I met up with one of my peeps for lunch the other week.  We’re chatting about stuff, then we started talking about coding.  We have a nice rivalry – I’m very much about the “art and craft” of software engineering, and he’s all about using the latest/greatest to build stuff.  I call B.S. on his shinny new, and he calls B.S. on my old and crusty.

Me: “Dependency Injection used to be your jammy jam. You told me that my code sucked because I called a constructor directly.  So what’s your newest hotness?”

Peep: “I’m refactoring our code to use interfaces for property bags.”

Me: “Hmm… so you’re using some sort of library/runtime reflection to dynamically realize the interface definition?”

Peep: “No, it’s an interface.”

Me: “Well, an interface defines the contract, not the implementation details. You need a class for a concrete implementation of the interface definition.”

Peep: “Oh, that’s what you mean.  Yes.”

Me: “Dude, you’ve got all these wiz-bang things that are auto-code generating, or sucking type definitions from a config file to use for injection.  There’s so much magic going on, you can’t just look at the code to easily tell what’s going on. What about the dude/dudette that will come after you to work on this code?”

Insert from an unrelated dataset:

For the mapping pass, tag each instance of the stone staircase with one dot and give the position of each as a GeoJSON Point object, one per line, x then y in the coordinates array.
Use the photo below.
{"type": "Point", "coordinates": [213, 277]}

Peep: “(Delivered immediately and emotionlessly) That’s not my problem.”

Me: “(Laughing) Well done.”

Peep: “But yeah, I have been thinking about that…”  ‘

Abstraction is good – but when you over-partition or abstract your design, that can become an anti-pattern.  The more mental juggling it takes to understand what’s going on, the bigger the chance of some unintentional bug getting introduced.  K.I.S.S. always wins out.